Review by Jane Freebury
The last time I remember being on the Hawkesbury River in an Australian movie was afloat in that fantastic glass church, the centrepiece in Oscar and Lucinda. This time the winking river slides underneath the hull of a tinny runabout, past the endless bushland along its banks. No sign of habitation except for an occasional fibro house punctuating the shoreline.
The Oyster Farmer has a great sense of place, and projecting a majesterial and boundless landscape is what works best in this latest flagship for Australian cinema, a UK-financed production. Interludes in long shot that admire the scenery are stirring, and meant to be, with a lilting Celtic score on the musictrack. I predict a holiday rush on Hawkesbury houseboats in the near future.
The Oyster Farmer has been getting a warm critical reception but for me it was a gentle, good natured and meandering entertainment, with little dramatic development to speak of, little that was convincing anyway. The eccentric Aussie types adrift from the mainstream – the oyster farmers and their itinerant workers, a gang of Vietnam vets who’ve gone bush, various odd bods like Slug whose job is sewerage, and stoic women who would rather be somewhere else – are loosely connected through random events, but these are characters who have little impact on each other to speak of.

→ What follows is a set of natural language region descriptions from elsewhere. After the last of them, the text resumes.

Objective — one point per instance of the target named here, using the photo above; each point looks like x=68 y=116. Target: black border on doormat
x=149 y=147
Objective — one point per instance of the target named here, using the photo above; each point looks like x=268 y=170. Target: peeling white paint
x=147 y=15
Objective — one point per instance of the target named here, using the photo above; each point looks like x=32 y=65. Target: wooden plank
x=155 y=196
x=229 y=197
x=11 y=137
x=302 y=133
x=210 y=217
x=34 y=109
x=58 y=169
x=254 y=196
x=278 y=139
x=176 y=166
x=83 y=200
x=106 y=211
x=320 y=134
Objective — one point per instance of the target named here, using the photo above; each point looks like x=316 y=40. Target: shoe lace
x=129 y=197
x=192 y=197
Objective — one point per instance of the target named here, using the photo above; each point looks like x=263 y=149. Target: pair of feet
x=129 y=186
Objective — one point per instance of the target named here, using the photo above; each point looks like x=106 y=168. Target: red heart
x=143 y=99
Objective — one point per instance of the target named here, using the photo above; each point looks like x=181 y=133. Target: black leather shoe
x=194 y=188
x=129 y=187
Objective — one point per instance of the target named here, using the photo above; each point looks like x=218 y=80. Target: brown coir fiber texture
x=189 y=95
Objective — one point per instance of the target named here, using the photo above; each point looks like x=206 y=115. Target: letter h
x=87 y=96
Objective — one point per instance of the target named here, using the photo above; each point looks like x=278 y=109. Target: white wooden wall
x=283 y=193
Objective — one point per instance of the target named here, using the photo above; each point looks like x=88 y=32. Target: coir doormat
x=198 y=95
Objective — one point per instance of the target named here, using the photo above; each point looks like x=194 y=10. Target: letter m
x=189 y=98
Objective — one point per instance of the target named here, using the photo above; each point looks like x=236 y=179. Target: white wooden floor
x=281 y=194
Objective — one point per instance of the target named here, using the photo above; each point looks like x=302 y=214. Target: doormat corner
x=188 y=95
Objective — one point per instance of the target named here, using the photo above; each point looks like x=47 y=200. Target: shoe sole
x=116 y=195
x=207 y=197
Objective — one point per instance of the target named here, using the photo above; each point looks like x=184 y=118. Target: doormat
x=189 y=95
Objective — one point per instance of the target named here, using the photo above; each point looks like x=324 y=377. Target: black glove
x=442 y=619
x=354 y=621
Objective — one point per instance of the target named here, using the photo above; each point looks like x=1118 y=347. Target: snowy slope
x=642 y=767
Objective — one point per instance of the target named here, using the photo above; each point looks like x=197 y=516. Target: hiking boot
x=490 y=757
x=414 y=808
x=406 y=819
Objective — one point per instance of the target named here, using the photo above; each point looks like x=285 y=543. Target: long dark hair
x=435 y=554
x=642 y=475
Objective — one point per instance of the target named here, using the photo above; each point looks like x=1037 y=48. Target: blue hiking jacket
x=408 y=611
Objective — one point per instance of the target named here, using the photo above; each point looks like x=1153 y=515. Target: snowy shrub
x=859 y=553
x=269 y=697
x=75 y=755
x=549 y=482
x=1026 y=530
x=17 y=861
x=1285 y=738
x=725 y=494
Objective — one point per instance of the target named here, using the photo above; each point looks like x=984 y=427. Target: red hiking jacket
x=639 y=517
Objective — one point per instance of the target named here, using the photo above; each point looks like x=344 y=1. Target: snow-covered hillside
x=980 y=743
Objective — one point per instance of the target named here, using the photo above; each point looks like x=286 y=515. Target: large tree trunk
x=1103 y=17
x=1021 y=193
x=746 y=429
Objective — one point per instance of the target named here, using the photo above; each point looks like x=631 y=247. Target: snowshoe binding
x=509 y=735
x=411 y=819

They’d just jostle each other irritably here, like the river’s flotsam and jetsam, and there hasn’t been such a display of the colourful local vernacular in many a year.
Which is disappointing when there are lively and novel ideas at work in writer/director Anna Reeves’ screenplay – and I don’t just mean the fruit-wrap balaclava, the lobster cosh, and the bath lined with marbles. Also the young couple Pearl and Jack are played with engaging natural charm by newcomers Diana Glenn and Alex O’Lachlan.
Kerry Armstrong is always good, and Jim Norton as Brownie’s garrulous Dad is fun, but the other types on parade are rather shop-worn. Like little Aussie battler Brownie and the biffo who needs anger management therapy.
The Oyster Farmer ultimately suffers from its disinclination for getting under the skin of its characters to find out what really makes them tick. Some might feel this patchwork piece has a good-natured ramshackle charm, but haven’t we been here and done that – over the last thirty years of the Australian film revival?